En ese sentido, desde Aerolíneas aseguraron que tomaron "todas las acciones a su alcance para mitigar el impacto de la medida a través de reprogramaciones, adelantamientos y demoras fuera de la franja afectada".
"La compañía reafirma su compromiso de brindar un servicio seguro, confiable y de calidad, aun en circunstancias adversas, y lamenta los inconvenientes que esta situación pudiera ocasionar", agregaron en un comunicado.
Mientras tanto, desde la empresa sugirieron a quienes tengan vuelos programados para este jueves verificar las notificaciones enviadas al correo electrónico informado en su reserva. Por su parte, quienes hayan reservado vuelos mediante agencias de turismo deberán consultar por dicha vía.
El paro en el sector aeronáutico fue convocado por la Asociación de Pilotos de Líneas Aéreas (APLA), la Asociación Argentina de Aeronavegantes (AAA), la Asociación del Personal Aeronáutico (APA) y la Unión del Personal Superior y Profesional de Empresas Aerocomerciales (UPSA).
Según fuentes gremiales, los sindicatos aeronáuticos —como la Asociación de Pilotos de Líneas Aéreas (APLA)— son parte de la central que convocó la huelga y están alineados con la medida de fuerza. Esto genera incertidumbre sobre si los vuelos comerciales funcionarán con normalidad o sufrirán cancelaciones y demoras.
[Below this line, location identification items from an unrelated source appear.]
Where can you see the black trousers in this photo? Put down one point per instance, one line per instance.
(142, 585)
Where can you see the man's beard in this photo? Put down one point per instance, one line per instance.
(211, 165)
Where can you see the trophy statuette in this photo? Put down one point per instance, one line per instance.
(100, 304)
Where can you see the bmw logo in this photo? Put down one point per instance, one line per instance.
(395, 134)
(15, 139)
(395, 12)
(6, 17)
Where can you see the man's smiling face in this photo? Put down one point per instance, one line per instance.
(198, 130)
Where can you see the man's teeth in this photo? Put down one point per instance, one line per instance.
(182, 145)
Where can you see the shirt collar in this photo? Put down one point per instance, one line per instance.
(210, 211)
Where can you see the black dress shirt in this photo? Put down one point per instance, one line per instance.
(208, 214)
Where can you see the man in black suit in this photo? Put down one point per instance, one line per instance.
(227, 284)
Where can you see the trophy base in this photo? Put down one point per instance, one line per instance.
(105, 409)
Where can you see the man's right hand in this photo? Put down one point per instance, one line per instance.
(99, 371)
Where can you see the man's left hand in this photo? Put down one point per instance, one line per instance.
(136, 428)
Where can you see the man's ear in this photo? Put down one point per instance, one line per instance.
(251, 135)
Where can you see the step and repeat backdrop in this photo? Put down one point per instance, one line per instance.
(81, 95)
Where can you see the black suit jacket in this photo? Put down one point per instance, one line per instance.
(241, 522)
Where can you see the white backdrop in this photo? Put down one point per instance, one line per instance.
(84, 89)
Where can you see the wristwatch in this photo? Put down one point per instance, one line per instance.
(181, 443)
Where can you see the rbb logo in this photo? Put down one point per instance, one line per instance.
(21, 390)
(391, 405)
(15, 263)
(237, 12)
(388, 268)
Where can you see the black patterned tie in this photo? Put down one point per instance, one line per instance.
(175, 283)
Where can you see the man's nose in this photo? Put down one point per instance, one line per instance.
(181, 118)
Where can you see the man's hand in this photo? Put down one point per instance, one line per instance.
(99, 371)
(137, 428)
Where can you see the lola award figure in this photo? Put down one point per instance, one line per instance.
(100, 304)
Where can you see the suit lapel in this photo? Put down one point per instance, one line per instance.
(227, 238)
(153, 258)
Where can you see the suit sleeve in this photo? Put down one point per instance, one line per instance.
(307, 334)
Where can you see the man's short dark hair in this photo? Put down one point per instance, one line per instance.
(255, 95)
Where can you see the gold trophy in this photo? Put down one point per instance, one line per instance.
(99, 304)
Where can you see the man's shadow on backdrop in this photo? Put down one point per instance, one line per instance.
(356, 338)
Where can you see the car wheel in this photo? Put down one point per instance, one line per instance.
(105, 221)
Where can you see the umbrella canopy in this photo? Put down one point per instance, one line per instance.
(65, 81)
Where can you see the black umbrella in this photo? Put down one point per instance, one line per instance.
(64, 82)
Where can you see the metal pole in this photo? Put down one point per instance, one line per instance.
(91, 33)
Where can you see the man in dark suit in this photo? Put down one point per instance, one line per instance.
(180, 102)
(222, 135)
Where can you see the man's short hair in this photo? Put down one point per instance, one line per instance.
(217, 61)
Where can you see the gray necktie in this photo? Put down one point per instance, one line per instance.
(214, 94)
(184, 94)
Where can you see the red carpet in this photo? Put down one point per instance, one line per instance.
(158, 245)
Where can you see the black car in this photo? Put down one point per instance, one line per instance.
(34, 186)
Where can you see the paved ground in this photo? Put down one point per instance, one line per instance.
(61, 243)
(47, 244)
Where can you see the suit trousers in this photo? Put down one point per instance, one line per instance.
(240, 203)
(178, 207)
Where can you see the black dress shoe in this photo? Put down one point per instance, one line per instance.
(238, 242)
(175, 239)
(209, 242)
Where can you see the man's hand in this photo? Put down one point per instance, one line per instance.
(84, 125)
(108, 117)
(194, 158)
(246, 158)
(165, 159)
Aunque aún no está confirmado oficialmente qué alcance tendrá la adhesión de los gremios aeronáuticos, la participación del sector transportista indica que podría haber restricciones o suspensión de operaciones en aeropuertos, tanto de vuelos de cabotaje como internacionales.
Además de los gremios aeronáuticos, se confirmó la adhesión de sindicatos que agrupan a camioneros, choferes, ferroviarios, subtes y colectivos, lo que anticipa un paralelismo total en el transporte público nacional. Si la huelga se concreta este jueves, la jornada podría encontrarse con colectivos, trenes y subtes suspendidos y vuelos afectados por falta de personal o directamente cancelaciones.
Las aerolíneas están habilitando políticas de flexibilidad que permiten cambiar la fecha sin penalidades o solicitar el reembolso total del ticket. En casos de huelga general, considerada fuerza mayor, no suele haber compensaciones económicas adicionales, aunque sí debe garantizarse la reprogramación o devolución del dinero.
Se espera que la actividad aérea comience a normalizarse de manera progresiva a partir del viernes 20 de febrero, aunque el efecto arrastre de las reprogramaciones podría extender las demoras durante todo el fin de semana.
El endurecimiento de la postura sindical se explica por el avance del proyecto de reforma laboral en el Congreso y, en particular, por la inclusión del artículo que destaca la modificación del régimen de licencias médicas, que reduce el porcentaje del salario que perciben los trabajadores en caso de enfermedad o accidente no vinculado a la actividad laboral.